In another aspect, an embodiment of the present invention further provides a non-transitory computer-readable storage medium, on which a computer program is stored, where the computer program is implemented to perform the transmission method provided in the foregoing embodiments when executed by a processor, and for example, the method includes:
receiving a report data access request sent by a user, wherein the report data access request comprises a user identifier and report request parameters;
determining a designated user group corresponding to the user according to the user identification, and determining a designated report which is requested to be accessed by the user according to the report request parameter;
if the specified user group is determined to have the checking authority of the specified report, acquiring a first report definition body of the specified report from preset report definition information, and checking whether a preset data authority macro exists in the first report definition body; wherein, the report definition information includes: the system comprises a business system identifier, a report identifier, a macro identifier of a declared data authority macro and a report definition body;
if the fact that the first report definition body has the preset data authority macro is determined, determining a data authority macro classification value corresponding to the preset data authority macro, and injecting the data authority macro classification value into the first report definition body to obtain a second report definition body;
and replacing the variable in the second report definition body by using the value of the report request parameter to obtain an executable first database query statement, querying in a service database according to the first database query statement, and sending a queried first data result to a user.
The above-described embodiments of the apparatus are merely illustrative, and the units described as separate parts may or may not be physically separate, and parts displayed as units may or may not be physical units, may be located in one place, or may be distributed on a plurality of network units. Some or all of the modules may be selected according to actual needs to achieve the purpose of the solution of the present embodiment. One of ordinary skill in the art can understand and implement it without inventive effort.

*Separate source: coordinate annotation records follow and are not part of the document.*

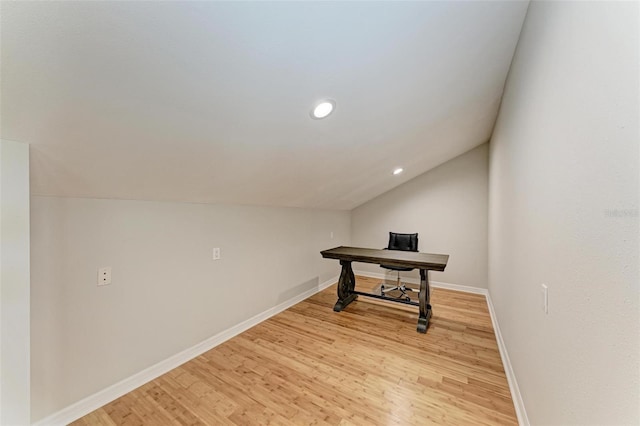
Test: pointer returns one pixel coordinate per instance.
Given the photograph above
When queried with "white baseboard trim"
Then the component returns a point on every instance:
(93, 402)
(521, 412)
(523, 420)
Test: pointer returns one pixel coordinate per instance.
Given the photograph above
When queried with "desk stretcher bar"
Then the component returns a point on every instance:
(425, 262)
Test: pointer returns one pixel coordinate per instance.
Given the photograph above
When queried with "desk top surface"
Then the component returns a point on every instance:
(412, 259)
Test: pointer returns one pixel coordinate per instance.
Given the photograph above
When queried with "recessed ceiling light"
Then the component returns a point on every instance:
(323, 109)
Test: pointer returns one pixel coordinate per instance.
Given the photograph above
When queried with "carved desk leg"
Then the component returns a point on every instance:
(424, 297)
(346, 285)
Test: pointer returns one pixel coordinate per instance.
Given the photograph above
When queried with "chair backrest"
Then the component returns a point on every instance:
(405, 242)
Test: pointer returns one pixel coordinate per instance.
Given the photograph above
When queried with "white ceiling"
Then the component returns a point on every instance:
(209, 102)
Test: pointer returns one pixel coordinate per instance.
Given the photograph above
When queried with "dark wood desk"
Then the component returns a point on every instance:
(407, 259)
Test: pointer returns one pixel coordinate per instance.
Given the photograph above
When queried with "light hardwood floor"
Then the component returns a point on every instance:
(308, 365)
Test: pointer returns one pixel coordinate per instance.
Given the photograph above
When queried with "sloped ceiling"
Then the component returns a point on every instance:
(210, 101)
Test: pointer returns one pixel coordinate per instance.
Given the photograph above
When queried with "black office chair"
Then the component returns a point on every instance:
(405, 242)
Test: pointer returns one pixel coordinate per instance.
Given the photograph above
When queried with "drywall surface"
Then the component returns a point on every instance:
(564, 212)
(14, 283)
(446, 206)
(167, 294)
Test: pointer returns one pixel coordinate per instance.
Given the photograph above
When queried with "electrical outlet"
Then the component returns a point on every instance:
(545, 298)
(104, 275)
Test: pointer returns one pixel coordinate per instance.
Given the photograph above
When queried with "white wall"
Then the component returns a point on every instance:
(14, 283)
(564, 211)
(446, 206)
(167, 293)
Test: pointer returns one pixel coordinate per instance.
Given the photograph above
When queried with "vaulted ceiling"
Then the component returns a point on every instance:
(210, 101)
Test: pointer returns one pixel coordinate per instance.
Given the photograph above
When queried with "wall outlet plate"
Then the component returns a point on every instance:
(104, 275)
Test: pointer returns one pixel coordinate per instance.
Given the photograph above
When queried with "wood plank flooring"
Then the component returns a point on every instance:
(308, 365)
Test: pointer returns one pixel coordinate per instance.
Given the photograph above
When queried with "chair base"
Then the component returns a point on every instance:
(400, 286)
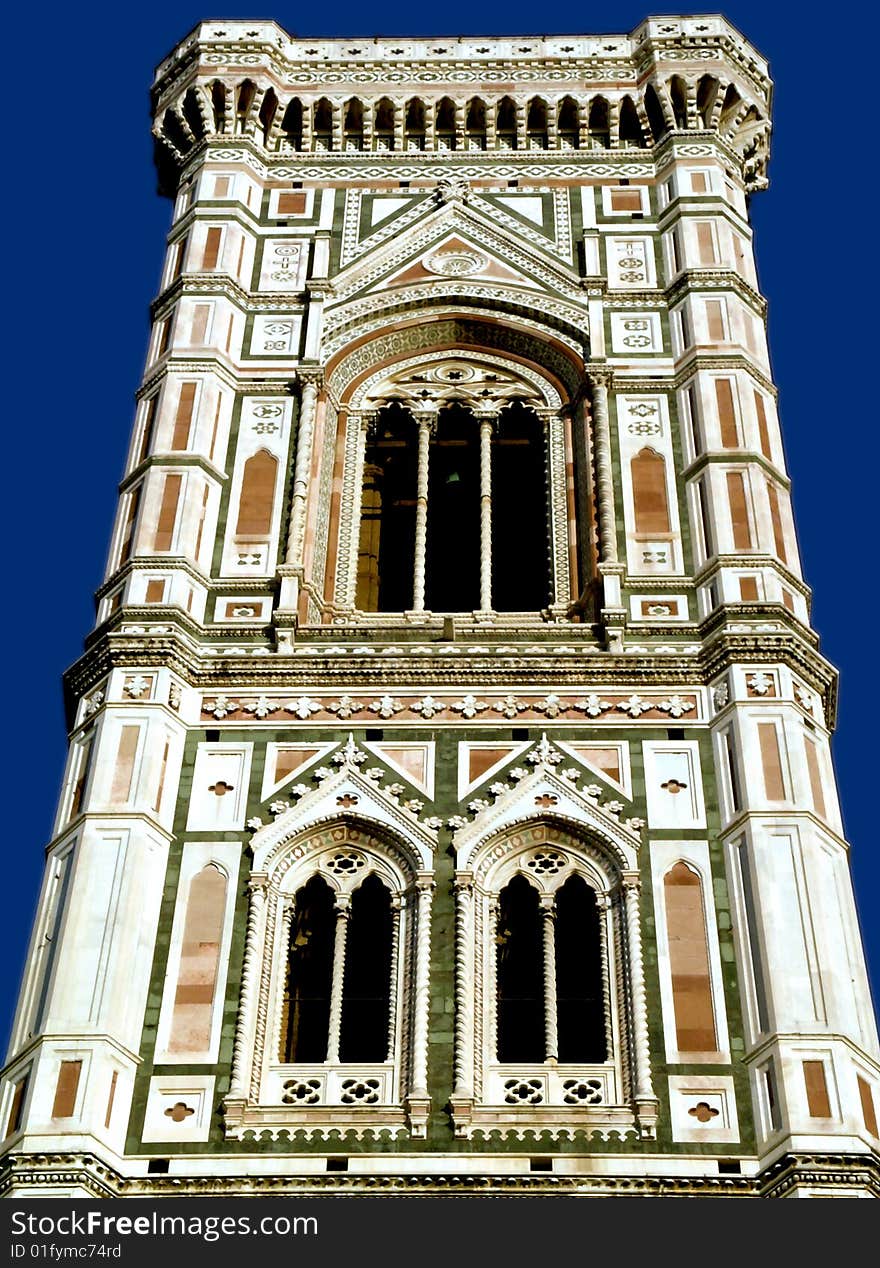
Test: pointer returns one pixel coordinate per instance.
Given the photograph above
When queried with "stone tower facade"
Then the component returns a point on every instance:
(449, 802)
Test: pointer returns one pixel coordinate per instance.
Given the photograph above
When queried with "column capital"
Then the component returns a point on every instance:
(310, 377)
(600, 375)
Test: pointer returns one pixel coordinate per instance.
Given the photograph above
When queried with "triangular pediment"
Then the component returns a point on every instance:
(453, 245)
(538, 217)
(344, 794)
(545, 791)
(455, 258)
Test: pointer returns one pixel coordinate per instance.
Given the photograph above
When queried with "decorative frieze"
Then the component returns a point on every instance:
(457, 706)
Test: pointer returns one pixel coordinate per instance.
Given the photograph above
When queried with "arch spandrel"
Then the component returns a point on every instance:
(526, 805)
(330, 805)
(316, 850)
(553, 363)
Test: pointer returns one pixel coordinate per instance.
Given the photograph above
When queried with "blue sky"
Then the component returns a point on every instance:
(83, 250)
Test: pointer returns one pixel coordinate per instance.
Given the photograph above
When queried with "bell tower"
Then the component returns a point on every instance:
(449, 800)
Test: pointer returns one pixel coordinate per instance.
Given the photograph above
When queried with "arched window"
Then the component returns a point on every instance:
(323, 124)
(268, 112)
(689, 960)
(452, 566)
(476, 123)
(521, 1032)
(415, 124)
(339, 942)
(520, 581)
(199, 963)
(505, 126)
(306, 1009)
(193, 114)
(368, 974)
(706, 94)
(481, 501)
(549, 975)
(597, 123)
(651, 502)
(537, 123)
(292, 123)
(388, 515)
(336, 1003)
(383, 131)
(630, 124)
(218, 105)
(679, 99)
(258, 495)
(580, 988)
(244, 103)
(445, 123)
(654, 112)
(549, 946)
(353, 124)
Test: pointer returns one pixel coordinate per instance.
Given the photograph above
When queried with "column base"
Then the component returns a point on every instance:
(419, 1107)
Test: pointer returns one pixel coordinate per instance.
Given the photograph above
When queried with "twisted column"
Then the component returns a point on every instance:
(644, 1089)
(283, 957)
(486, 424)
(263, 1001)
(426, 421)
(604, 908)
(342, 909)
(464, 947)
(608, 535)
(242, 1046)
(311, 383)
(550, 1025)
(492, 978)
(396, 903)
(422, 994)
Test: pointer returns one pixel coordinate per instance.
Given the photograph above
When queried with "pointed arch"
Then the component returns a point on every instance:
(474, 123)
(706, 93)
(568, 123)
(599, 124)
(245, 99)
(292, 123)
(679, 99)
(415, 123)
(444, 123)
(689, 960)
(199, 963)
(654, 110)
(731, 103)
(651, 502)
(220, 107)
(630, 126)
(266, 114)
(192, 110)
(258, 495)
(537, 123)
(505, 122)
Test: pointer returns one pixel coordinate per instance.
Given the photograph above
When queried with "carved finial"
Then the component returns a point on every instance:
(452, 189)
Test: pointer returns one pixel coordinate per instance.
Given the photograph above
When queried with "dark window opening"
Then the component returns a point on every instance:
(520, 974)
(365, 987)
(520, 559)
(388, 515)
(452, 562)
(580, 992)
(304, 1023)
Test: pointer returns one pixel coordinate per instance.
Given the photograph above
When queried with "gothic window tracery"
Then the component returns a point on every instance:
(459, 490)
(337, 947)
(549, 923)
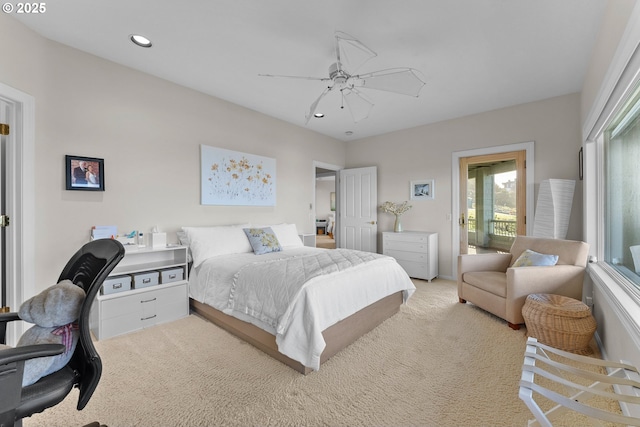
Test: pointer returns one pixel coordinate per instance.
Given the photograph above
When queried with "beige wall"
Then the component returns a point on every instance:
(149, 132)
(426, 152)
(614, 23)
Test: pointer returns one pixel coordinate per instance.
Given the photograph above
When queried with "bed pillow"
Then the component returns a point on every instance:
(287, 235)
(529, 258)
(262, 240)
(207, 242)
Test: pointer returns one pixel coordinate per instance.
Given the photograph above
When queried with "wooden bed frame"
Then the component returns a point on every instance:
(337, 336)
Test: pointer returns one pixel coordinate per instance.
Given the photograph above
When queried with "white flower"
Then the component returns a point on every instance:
(395, 208)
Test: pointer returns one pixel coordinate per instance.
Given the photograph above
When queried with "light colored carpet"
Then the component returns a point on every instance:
(436, 363)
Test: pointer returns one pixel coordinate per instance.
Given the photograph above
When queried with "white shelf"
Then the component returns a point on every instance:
(131, 310)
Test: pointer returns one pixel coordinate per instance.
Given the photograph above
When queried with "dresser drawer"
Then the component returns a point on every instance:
(398, 245)
(407, 256)
(132, 312)
(415, 269)
(415, 251)
(406, 237)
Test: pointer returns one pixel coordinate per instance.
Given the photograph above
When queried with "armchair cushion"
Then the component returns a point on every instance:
(53, 311)
(530, 258)
(493, 282)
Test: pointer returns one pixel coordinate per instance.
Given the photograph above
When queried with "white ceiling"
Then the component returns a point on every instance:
(475, 55)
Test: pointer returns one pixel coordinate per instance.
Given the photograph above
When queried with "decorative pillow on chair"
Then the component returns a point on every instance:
(262, 240)
(54, 312)
(530, 258)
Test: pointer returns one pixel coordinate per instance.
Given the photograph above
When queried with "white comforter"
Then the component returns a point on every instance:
(320, 301)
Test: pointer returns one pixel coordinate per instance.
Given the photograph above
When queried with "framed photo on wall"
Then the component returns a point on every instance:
(84, 173)
(422, 190)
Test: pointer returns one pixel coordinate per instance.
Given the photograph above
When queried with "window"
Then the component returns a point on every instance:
(622, 191)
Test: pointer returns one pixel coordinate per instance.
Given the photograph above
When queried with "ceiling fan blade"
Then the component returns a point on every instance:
(322, 79)
(359, 105)
(352, 54)
(398, 80)
(312, 108)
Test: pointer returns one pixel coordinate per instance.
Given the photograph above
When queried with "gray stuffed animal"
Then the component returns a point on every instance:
(54, 312)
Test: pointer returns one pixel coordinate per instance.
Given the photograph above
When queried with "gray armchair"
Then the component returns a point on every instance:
(490, 282)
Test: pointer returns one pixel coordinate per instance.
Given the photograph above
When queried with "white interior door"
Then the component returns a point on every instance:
(4, 140)
(358, 209)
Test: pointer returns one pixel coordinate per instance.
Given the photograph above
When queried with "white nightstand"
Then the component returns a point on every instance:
(308, 239)
(131, 310)
(415, 251)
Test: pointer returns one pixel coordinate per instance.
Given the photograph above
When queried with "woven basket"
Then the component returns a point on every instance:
(561, 322)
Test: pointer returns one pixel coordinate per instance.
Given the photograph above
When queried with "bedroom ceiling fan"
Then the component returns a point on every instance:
(351, 54)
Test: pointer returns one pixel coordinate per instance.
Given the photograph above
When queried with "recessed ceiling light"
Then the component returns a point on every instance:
(141, 41)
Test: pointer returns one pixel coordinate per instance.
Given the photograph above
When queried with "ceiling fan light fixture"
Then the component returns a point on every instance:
(141, 41)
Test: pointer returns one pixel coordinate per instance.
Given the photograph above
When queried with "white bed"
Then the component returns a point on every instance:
(323, 288)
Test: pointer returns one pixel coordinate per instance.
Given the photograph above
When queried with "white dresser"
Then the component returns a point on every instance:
(130, 310)
(415, 251)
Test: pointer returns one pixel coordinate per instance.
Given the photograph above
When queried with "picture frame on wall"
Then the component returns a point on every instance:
(84, 173)
(422, 189)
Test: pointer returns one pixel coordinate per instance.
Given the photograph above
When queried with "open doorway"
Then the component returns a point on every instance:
(325, 208)
(493, 215)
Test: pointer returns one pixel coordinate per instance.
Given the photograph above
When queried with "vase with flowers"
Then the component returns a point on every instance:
(397, 209)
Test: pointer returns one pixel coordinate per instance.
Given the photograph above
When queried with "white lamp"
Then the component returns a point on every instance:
(553, 209)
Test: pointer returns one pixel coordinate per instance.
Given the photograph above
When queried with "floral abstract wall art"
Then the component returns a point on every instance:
(233, 178)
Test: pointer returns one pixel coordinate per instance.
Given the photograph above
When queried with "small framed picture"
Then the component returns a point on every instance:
(422, 190)
(84, 173)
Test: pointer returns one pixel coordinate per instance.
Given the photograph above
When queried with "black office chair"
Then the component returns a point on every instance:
(87, 268)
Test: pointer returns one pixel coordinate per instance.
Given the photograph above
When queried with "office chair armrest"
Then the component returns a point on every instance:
(4, 319)
(17, 354)
(8, 317)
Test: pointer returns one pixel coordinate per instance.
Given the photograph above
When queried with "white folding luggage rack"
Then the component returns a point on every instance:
(622, 376)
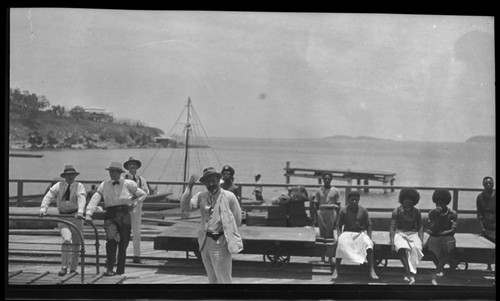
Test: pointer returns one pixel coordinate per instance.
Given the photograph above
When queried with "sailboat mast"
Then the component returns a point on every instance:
(186, 147)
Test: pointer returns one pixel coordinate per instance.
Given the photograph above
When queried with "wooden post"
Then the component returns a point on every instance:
(455, 200)
(19, 193)
(287, 167)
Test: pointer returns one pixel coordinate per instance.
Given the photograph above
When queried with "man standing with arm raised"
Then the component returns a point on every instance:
(218, 236)
(132, 165)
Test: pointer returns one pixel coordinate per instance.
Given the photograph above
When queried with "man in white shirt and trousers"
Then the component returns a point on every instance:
(132, 165)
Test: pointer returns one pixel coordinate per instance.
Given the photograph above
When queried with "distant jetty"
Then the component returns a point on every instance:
(481, 139)
(25, 155)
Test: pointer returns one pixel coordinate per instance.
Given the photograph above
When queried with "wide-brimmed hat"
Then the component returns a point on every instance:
(209, 171)
(69, 169)
(115, 166)
(352, 193)
(228, 168)
(130, 160)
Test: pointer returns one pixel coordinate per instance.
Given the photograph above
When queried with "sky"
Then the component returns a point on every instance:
(265, 74)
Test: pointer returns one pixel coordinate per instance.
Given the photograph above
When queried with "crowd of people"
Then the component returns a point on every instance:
(349, 227)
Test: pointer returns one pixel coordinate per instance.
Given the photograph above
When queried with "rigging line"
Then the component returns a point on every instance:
(150, 160)
(195, 115)
(177, 121)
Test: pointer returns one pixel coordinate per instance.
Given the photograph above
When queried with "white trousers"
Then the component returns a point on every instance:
(136, 221)
(411, 242)
(217, 260)
(352, 246)
(70, 248)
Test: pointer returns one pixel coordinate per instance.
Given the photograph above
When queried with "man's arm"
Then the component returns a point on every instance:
(96, 198)
(235, 208)
(81, 195)
(50, 196)
(186, 197)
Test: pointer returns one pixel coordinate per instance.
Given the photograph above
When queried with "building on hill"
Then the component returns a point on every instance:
(98, 115)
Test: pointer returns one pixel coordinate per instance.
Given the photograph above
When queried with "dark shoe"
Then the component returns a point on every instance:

Through the above description of the embodiments, those skilled in the art will clearly understand that each embodiment can be implemented by software plus a necessary general hardware platform, and certainly can also be implemented by hardware. With this understanding in mind, the above-described technical solutions may be embodied in the form of a software product, which can be stored in a computer-readable storage medium such as ROM/RAM, magnetic disk, optical disk, etc., and includes instructions for causing a computer device (which may be a personal computer, a server, or a network device, etc.) to execute the methods described in the embodiments or some parts of the embodiments.
Finally, it should be noted that: the above examples are only intended to illustrate the technical solution of the present invention, but not to limit it; although the present invention has been described in detail with reference to the foregoing embodiments, it will be understood by those of ordinary skill in the art that: the technical solutions described in the foregoing embodiments may still be modified, or some technical features may be equivalently replaced; and such modifications or substitutions do not depart from the spirit and scope of the corresponding technical solutions of the embodiments of the present invention.
Claims (10)
1. A report data access method is characterized by comprising the following steps:
receiving a report data access request sent by a user, wherein the report data access request comprises a user identifier and report request parameters;
determining a designated user group corresponding to the user according to the user identification, and determining a designated report which is requested to be accessed by the user according to the report request parameter;
if the specified user group is determined to have the checking authority of the specified report, acquiring a first report definition body of the specified report from preset report definition information, and checking whether a preset data authority macro exists in the first report definition body; wherein, the report definition information includes: the system comprises a business system identifier, a report identifier, a macro identifier of a declared data authority macro and a report definition body;
if the fact that the first report definition body has the preset data authority macro is determined, determining a data authority macro classification value corresponding to the preset data authority macro, and injecting the data authority macro classification value into the first report definition body to obtain a second report definition body;
and replacing the variable in the second report definition body by using the value of the report request parameter to obtain an executable first database query statement, querying in a service database according to the first database query statement, and sending a queried first data result to a user.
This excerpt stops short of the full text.